Fatigue, a concept familiar to many in the technology industry, can be defined as unrelenting exhaustion or stress that negatively affects an individual’s emotional and psychological health. Fatigue reduces productivity and may lead to a higher employee turnover rate as people quit due to unsatisfactory jobs or work environments.
For Security, Abuse, Operations, Postmaster, and Support managers and analysts, fatigue can also take many forms and come from different sources. An abuse report sent to “[email protected]” kicks off an internal process starting with the classification of offending content types ranging from spam, proliferating malware, and hosted phishing sites to copyright violations, just to name a few. Without the right tools, technologies, and management techniques, abuse management teams can experience various types of fatigue including event, information, case-management, mundane, collaboration, and tool fatigue.
According to the Messaging, Malware and Mobile Anti-Abuse Working Group (M3AAWG), “Abuse work is generally a thankless task, and feeling as though upper management is being supportive and recognizes the importance of their contribution is a great boost.” Addressing and mitigating the abuse management team’s fatigue and enabling them with the latest automation tools is critical to your organization’s response and employee success.
Today, the sheer volume of daily events generated by bad internet actors can reach into the millions and make it almost impossible for an abuse management team to go through and address all incoming complaints. As a result, small teams with ineffective software and no automation technology drop anywhere from 10 to as much as 50 percent of inbound abuse reports due to the difficulty of the workload. Abuse management teams must ensure that sensitive incidents are managed effectively, with the least amount of impact on business operations, users or the company’s brand. Teams must also manage the incident response process from identification to escalation, communications, resolution, and follow up. Without the right business processes and tools, event management can lead to fatigue.

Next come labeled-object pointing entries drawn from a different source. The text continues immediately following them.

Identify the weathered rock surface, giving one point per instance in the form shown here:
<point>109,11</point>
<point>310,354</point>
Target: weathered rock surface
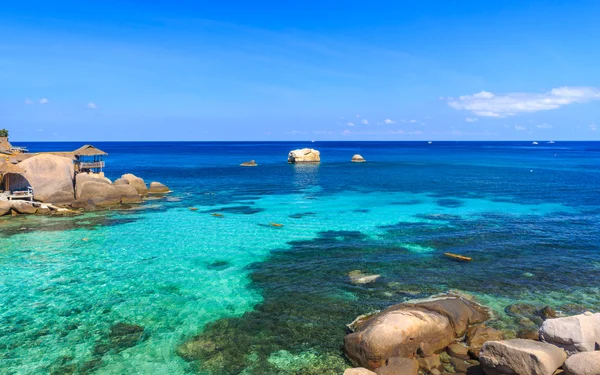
<point>98,193</point>
<point>587,363</point>
<point>518,356</point>
<point>358,371</point>
<point>51,178</point>
<point>136,182</point>
<point>305,155</point>
<point>405,329</point>
<point>578,333</point>
<point>250,163</point>
<point>479,335</point>
<point>158,188</point>
<point>23,207</point>
<point>128,194</point>
<point>399,366</point>
<point>358,159</point>
<point>4,208</point>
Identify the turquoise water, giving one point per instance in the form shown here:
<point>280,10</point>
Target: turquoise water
<point>261,299</point>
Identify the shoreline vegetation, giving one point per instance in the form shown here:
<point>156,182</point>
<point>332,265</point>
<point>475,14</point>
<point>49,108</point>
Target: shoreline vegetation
<point>450,333</point>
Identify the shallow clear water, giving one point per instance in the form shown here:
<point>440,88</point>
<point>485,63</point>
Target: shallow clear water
<point>266,299</point>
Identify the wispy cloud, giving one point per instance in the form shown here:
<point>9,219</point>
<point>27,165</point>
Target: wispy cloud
<point>488,104</point>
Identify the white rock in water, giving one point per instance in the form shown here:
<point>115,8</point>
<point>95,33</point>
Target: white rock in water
<point>578,333</point>
<point>305,155</point>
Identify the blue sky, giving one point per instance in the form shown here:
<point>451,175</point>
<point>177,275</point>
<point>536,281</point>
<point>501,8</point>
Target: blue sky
<point>322,70</point>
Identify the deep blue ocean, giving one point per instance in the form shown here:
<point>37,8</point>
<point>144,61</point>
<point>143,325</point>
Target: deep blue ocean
<point>252,298</point>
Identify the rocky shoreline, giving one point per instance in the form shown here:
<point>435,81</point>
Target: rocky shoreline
<point>58,190</point>
<point>447,334</point>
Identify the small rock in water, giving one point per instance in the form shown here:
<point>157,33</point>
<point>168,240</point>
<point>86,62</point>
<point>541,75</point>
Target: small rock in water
<point>359,278</point>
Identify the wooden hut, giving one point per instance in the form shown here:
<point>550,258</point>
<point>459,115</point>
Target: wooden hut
<point>89,159</point>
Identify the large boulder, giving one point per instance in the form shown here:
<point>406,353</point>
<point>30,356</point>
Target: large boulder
<point>519,357</point>
<point>577,333</point>
<point>98,193</point>
<point>128,194</point>
<point>409,328</point>
<point>305,155</point>
<point>23,207</point>
<point>4,207</point>
<point>51,178</point>
<point>158,188</point>
<point>136,182</point>
<point>587,363</point>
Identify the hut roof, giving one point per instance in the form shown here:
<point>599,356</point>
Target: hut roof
<point>88,150</point>
<point>6,167</point>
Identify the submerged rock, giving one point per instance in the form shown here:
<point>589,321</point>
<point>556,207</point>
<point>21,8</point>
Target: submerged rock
<point>358,277</point>
<point>158,188</point>
<point>587,363</point>
<point>51,178</point>
<point>520,356</point>
<point>578,333</point>
<point>250,163</point>
<point>305,155</point>
<point>136,182</point>
<point>4,208</point>
<point>358,159</point>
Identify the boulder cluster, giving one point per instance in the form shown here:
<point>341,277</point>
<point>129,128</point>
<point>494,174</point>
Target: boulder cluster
<point>56,186</point>
<point>448,335</point>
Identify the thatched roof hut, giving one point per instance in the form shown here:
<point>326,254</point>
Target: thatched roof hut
<point>89,150</point>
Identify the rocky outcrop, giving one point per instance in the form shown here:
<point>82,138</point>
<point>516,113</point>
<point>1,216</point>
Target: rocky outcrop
<point>97,194</point>
<point>136,182</point>
<point>4,208</point>
<point>250,163</point>
<point>158,188</point>
<point>23,207</point>
<point>587,363</point>
<point>358,159</point>
<point>578,333</point>
<point>51,177</point>
<point>518,356</point>
<point>128,194</point>
<point>305,155</point>
<point>410,330</point>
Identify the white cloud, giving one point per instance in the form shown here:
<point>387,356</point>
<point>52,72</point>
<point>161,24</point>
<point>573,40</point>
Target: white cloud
<point>487,104</point>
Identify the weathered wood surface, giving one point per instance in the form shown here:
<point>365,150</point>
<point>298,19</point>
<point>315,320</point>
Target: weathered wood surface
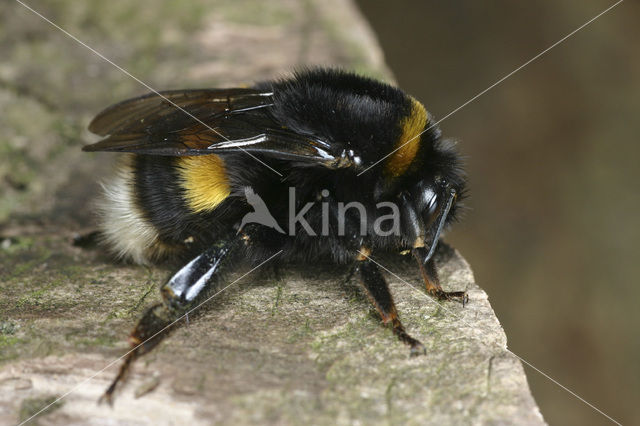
<point>303,348</point>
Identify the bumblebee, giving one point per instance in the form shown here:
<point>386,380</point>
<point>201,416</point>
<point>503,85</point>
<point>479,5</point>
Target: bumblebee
<point>308,167</point>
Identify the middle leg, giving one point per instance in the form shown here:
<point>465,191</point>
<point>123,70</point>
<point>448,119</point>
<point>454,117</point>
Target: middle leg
<point>379,294</point>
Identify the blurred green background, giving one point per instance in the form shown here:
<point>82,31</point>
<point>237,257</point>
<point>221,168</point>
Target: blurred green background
<point>552,229</point>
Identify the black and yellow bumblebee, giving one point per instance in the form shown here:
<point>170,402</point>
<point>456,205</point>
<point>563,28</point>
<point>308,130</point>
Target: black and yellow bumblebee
<point>216,176</point>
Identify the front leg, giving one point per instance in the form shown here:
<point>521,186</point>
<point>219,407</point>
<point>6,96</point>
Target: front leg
<point>199,277</point>
<point>379,294</point>
<point>431,280</point>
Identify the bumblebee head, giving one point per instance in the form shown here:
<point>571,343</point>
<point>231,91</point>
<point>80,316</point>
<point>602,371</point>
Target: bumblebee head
<point>428,192</point>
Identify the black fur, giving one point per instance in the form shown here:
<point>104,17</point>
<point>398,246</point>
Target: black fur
<point>347,111</point>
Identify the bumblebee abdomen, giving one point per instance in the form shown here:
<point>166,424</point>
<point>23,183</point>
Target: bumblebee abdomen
<point>157,207</point>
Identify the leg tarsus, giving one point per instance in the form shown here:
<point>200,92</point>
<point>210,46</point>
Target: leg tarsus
<point>379,294</point>
<point>151,329</point>
<point>432,282</point>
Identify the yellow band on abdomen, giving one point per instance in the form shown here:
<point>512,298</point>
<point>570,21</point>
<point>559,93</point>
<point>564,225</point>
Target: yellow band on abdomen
<point>204,179</point>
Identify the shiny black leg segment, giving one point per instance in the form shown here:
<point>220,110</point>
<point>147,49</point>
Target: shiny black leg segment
<point>380,296</point>
<point>201,276</point>
<point>431,280</point>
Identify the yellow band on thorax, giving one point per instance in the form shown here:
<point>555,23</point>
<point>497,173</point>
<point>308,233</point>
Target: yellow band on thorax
<point>409,141</point>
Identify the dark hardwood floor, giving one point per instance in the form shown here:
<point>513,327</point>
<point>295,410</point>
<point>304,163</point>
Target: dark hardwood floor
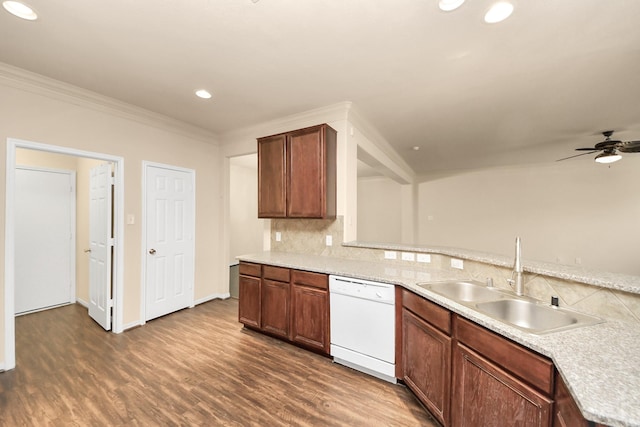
<point>194,367</point>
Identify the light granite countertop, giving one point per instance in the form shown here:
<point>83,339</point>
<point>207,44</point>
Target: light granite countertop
<point>599,363</point>
<point>618,281</point>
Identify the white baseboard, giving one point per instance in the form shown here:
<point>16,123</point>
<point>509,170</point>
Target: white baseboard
<point>131,325</point>
<point>212,297</point>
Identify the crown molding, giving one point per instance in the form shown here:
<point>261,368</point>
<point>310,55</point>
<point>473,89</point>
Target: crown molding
<point>28,81</point>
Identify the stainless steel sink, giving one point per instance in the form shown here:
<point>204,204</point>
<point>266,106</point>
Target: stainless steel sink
<point>464,291</point>
<point>534,317</point>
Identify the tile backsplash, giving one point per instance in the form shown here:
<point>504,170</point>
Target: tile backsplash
<point>308,236</point>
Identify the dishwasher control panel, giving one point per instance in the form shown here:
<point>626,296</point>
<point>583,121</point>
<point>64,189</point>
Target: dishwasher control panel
<point>359,288</point>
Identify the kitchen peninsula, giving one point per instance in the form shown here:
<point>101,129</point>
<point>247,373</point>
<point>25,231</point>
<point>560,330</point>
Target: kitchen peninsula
<point>598,363</point>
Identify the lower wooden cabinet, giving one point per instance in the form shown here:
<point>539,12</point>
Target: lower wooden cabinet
<point>275,307</point>
<point>310,314</point>
<point>250,295</point>
<point>486,395</point>
<point>427,364</point>
<point>466,375</point>
<point>289,304</point>
<point>426,353</point>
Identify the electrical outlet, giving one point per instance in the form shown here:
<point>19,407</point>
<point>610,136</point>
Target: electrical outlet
<point>424,257</point>
<point>390,255</point>
<point>408,256</point>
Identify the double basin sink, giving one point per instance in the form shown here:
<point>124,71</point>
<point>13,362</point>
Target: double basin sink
<point>524,313</point>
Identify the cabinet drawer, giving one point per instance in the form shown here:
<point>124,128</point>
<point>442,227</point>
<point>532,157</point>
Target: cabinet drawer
<point>531,367</point>
<point>275,273</point>
<point>314,280</point>
<point>432,313</point>
<point>249,269</point>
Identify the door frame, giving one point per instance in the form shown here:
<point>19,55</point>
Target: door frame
<point>9,242</point>
<point>143,224</point>
<point>72,254</point>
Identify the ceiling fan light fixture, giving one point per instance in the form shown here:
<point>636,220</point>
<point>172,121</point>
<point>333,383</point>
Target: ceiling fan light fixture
<point>449,5</point>
<point>498,12</point>
<point>608,157</point>
<point>20,10</point>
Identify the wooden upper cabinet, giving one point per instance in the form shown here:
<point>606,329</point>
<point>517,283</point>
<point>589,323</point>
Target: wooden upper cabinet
<point>297,174</point>
<point>272,179</point>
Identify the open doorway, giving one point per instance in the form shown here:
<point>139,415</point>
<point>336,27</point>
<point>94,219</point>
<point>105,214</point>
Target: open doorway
<point>86,159</point>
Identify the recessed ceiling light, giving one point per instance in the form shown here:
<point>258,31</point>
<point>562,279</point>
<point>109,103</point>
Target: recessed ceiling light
<point>20,10</point>
<point>498,12</point>
<point>449,5</point>
<point>608,156</point>
<point>202,93</point>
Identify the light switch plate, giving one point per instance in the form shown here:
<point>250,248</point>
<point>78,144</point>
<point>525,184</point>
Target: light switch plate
<point>408,256</point>
<point>390,255</point>
<point>457,263</point>
<point>424,257</point>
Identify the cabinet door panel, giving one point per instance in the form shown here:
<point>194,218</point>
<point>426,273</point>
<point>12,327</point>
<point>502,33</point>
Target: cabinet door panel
<point>272,196</point>
<point>486,395</point>
<point>275,307</point>
<point>306,177</point>
<point>427,364</point>
<point>249,301</point>
<point>310,322</point>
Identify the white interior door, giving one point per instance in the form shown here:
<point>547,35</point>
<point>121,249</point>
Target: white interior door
<point>100,245</point>
<point>44,238</point>
<point>170,228</point>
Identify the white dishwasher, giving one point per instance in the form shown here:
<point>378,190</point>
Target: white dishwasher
<point>363,325</point>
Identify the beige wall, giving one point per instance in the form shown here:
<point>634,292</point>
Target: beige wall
<point>246,229</point>
<point>43,115</point>
<point>574,212</point>
<point>379,210</point>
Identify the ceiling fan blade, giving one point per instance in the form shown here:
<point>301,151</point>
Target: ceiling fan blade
<point>577,155</point>
<point>629,147</point>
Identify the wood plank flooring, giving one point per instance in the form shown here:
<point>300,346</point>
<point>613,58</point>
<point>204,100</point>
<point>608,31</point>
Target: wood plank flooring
<point>194,367</point>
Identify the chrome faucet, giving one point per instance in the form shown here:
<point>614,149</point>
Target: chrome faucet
<point>517,271</point>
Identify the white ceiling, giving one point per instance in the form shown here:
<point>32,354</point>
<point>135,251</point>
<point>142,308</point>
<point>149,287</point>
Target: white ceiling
<point>470,94</point>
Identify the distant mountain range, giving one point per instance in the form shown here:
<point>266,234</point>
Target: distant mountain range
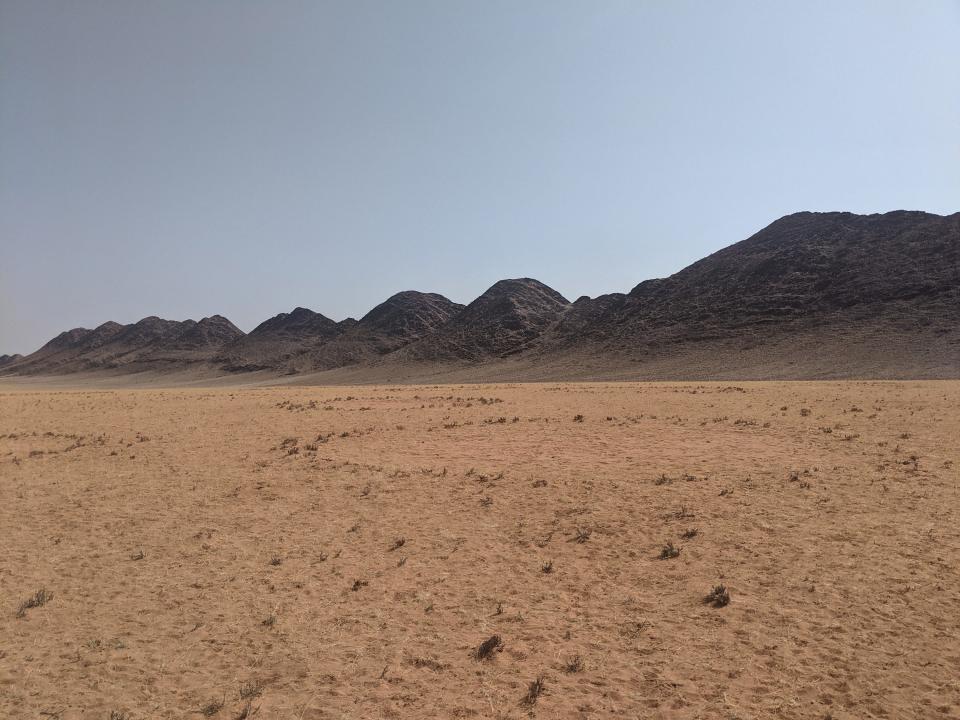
<point>812,295</point>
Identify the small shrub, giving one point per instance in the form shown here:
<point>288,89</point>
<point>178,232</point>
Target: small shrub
<point>492,644</point>
<point>250,690</point>
<point>669,551</point>
<point>534,691</point>
<point>212,708</point>
<point>40,598</point>
<point>718,597</point>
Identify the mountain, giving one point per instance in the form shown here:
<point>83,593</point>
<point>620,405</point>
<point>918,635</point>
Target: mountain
<point>806,270</point>
<point>149,344</point>
<point>507,319</point>
<point>811,295</point>
<point>284,342</point>
<point>304,340</point>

Information overload interferes with an analyst’s ability to learn and engage in creative problem-solving. Like with event fatigue, it’s not possible at times to connect and analyze the high volume of incoming data points to eliminate threats in a timely manner. Events also create the need to track and analyze additional meta-data points generated including trends by abuse type, malware, vulnerability, and subscriber. At some point, a comprehensive data analysis strategy must be put in place to prevent abuse management burnout and fatigue from information overload.
Case management involves managing events and incidents while ensuring they are triaged, tracked, investigated, resolved, and communicated accurately using incident and case management software platforms or systems. Abuse management teams also conduct trend and gap analysis on incidents to address challenges before they occur and develop case management best practices. Managing too many cases in addition to daily routines can lead to abuse management fatigue.
Besides the repetition and sheer volume of abuse events, the daily viewing, analyzing, and tracking of offensive material or inappropriate content can also lead to abuse management analysts feeling desensitized or alienated by the repetitive “mundane” or negative communications that must be managed. Automation and machine learning can help identify and filter out this type of content to prevent fatigue.
Working cross-functionally with a variety of internal teams including collaborating with policy and legal partners to improve operational workflows through process improvements is an important task for abuse management teams. The Messaging, Malware and Mobile Anti-Abuse Working Group (M3AAWG) has found that keeping abuse teams up to date with information and pending changes, maintaining clear communication, giving importance to ideas and opinions, as well providing them honest feedback and generous praise can help alleviate fatigue and keep abuse management teams happy. Without this cross-functional collaboration, abuse management operations and efficiency could be greatly impacted leading to fatigue.
Many companies set up their own abuse management with a mix of homegrown scripts or tools and manual processes for abuse report handling. Some abuse handling platforms and tools are simply ineffective at automatically identifying and mitigating vulnerabilities and compromises in real-time, allowing small vulnerabilities to escalate into bigger and much less manageable threats with potential disruptive network issues. The need to constantly add new rules to ineffective tools and update homegrown scripts to keep up with the security needs eventually leads to fatigue.
The Advantages of Automation
The only way to address ineffective abuse management tools and manual abuse handling is through automating security and abuse workflows with a low-cost, easy-to-maintain tool to increase subscriber alert speed, raise productivity and dramatically improve network security all while lowering support costs. Automating processes using workflows can resolve up to 99% of network abuse incidents without human intervention, lowering abuse management fatigue. Using automation, machines do the mundane processing of information and sending routine email notifications while people focus on more important decision-making for things like escalating issues, troubleshooting, and case management. Using orchestration and automation tools, abuse, and security teams can speed up response times, make business operations simpler and improve customer service and loyalty while eliminating the downsides of homegrown solutions and ineffective tools and software solutions.